Replies to post #416595 on Anavex Life Sciences Corp (AVXL)

[Steady_T]

Thanks for the notes. Wish I could have gone.

[plexrec]

Bourbon--" good meeting"--thanks for reporting--very good to hear !!

[tredenwater2]

Outstanding BB, tyvm all sounds positive. Some here still waiting for adas cog score so they can sleep at night and “be right”, some giving a 1 in 50 for AA, others just frustrated by the amount of time. I stand by my belief that Dr. M is in complete control, has hired the appropriate people to achieve AD approval and partnership and Anavex will explode onto the market with the IP for the greatest CNS drug of all time including a rapidly maturing rare disease program.

Cheers

[LBSR TO DA MOON]

Bourbon - Thanks for sharing your notes regarding the ASM...much appreciated!
However, I see that you were silent on what I personally believe to be two (2) very important issues. Please carefully reflect back on your attendance at today's ASM and answer the following questions to the best of your knowledge:
1) Were bagels served?
If yes, were they fresh and how many different varieties were offered?
2) Was coffee served?
If yes, was it hot and was cream, milk, half-n-half and/or sugar offered?
While these questions may seem a bit trivial to some here, I believe your answers will provide some great insight to those of us here who understand the importance of fresh bagels and hot coffee. Thanks in advance!

[Jonjones325]

Thanks, Is this quote for Alz? If so, that is surprising.

Surprising that they are not saying approval will be sought at the same time from all regulatory agencies. So they are waiting on US decision first?

"US will be before seeking Oz approval, reason is better pricing."

[attilathehunt]

Thank you!! Great recap!

[georgejjl]

Bourbon,

Thank you very very much for your takeaways from today's ASM. Do you feel better today than you felt yesterday given what you heard today.

What was the few from the crowd as far as the "smile factor". Do you think most people there are more confident after today's presentation.

Good luck and GOD bless,

[RedShoulder]

Bourbon and Powerwalker, many thanks for the notes. No bad news is good news.

Looks like the rest of this year will be pretty busy, along with the good news PRs we are waiting on,

[jmvho]

Bourbon - Many thanks for the great summary of the meeting!

jmvho

[tradeherpete]

Thank you Bourbon_on_my_cornflakes

Your report gives substance to the reality of real people tackling an impossible disease, doing well, amid all the noise the Media promotes about gun violence.
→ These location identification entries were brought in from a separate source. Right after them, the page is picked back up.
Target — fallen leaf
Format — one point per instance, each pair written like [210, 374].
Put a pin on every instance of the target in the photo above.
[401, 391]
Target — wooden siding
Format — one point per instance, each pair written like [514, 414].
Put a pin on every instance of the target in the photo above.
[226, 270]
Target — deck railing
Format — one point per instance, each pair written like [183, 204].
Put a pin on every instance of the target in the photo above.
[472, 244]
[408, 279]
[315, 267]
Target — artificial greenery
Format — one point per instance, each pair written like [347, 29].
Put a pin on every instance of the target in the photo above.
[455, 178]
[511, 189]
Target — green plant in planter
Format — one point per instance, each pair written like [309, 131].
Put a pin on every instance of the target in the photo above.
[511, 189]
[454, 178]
But they have no time to report on history making science breakthroughs.

Shameful.

[meds4life]

Bourbon,
Thanks for the satorial award !

[Hoskuld]

Couple of items to add:

- Dr. Missling repeatedly said that his priority is creating shareholder value

- Patent protection on 2-73 is solid out to 2039.

- Lecanemab screened 8,000 patients down to 1,700 (had to meet specific beta amyloid load and ab40/ab42 ratio requirements) versus 2-73 trial screen 600 down to 509 (or whatever.)
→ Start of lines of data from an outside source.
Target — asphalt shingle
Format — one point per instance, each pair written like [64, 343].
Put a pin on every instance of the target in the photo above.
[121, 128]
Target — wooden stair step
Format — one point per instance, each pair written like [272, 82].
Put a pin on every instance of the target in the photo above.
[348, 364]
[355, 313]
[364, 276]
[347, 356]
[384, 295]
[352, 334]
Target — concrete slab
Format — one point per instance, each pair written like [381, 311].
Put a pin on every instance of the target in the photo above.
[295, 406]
- 2-73 shows impact on beta amyloid and tau...plus a host of other relevant biomarkers such as inflammation

- the reason it took so long to run the p2b/p3 was money (when Dr.Missling took over Anavex was a penny stock with $5K in the bank and $2m in debt) and they added clinics very slowly because they simply could not manage more burn (other may know this but it was new info to me - not the poverty but the pace being dictated by funding, which now seems obvious.)

- Foundations have funded and encouraged PD, Rett, Anglemans, FragileX, etc...they are active and maybe a couple of more foundations will provide funding (and credibility) soon for other indications

If anything else occurs to me then I will post it. Thanks Bourbon.

[raja48185]

Thanks for the feedback.

< They have 30mg and 50mg data for alz but will only release as part of complete data release "this year" (my take is this is in part to leave shorts with no target, drop the MOAB with zero warning, hehe) >

Seems to me that even filing with the FDA for approval for AD(which is encouraging) is going to be later during the year, and most likely it will be after the Rett Top Line Data is out.

'Part of the complete data release' - question is what constitutes the 'Complete Data Release' ? Hence my above assumption (conservative, safe to say knowing Anavex)

[WolfofMia]

Thank you for the meeting notes.

Are we feeling more optimistic about AVXL and management now?

[Joseph_K]

Doesn't this indicate PM trial is next probably?

From Missling via Bourbon: "-future trials can select for genomics that respond best to 273 - wild type is 80%. he noted that biogen and Lilly rejected 80% of the potential trial participants and still only an inconclusive result on effectiveness, So 273 can claim to much wider market."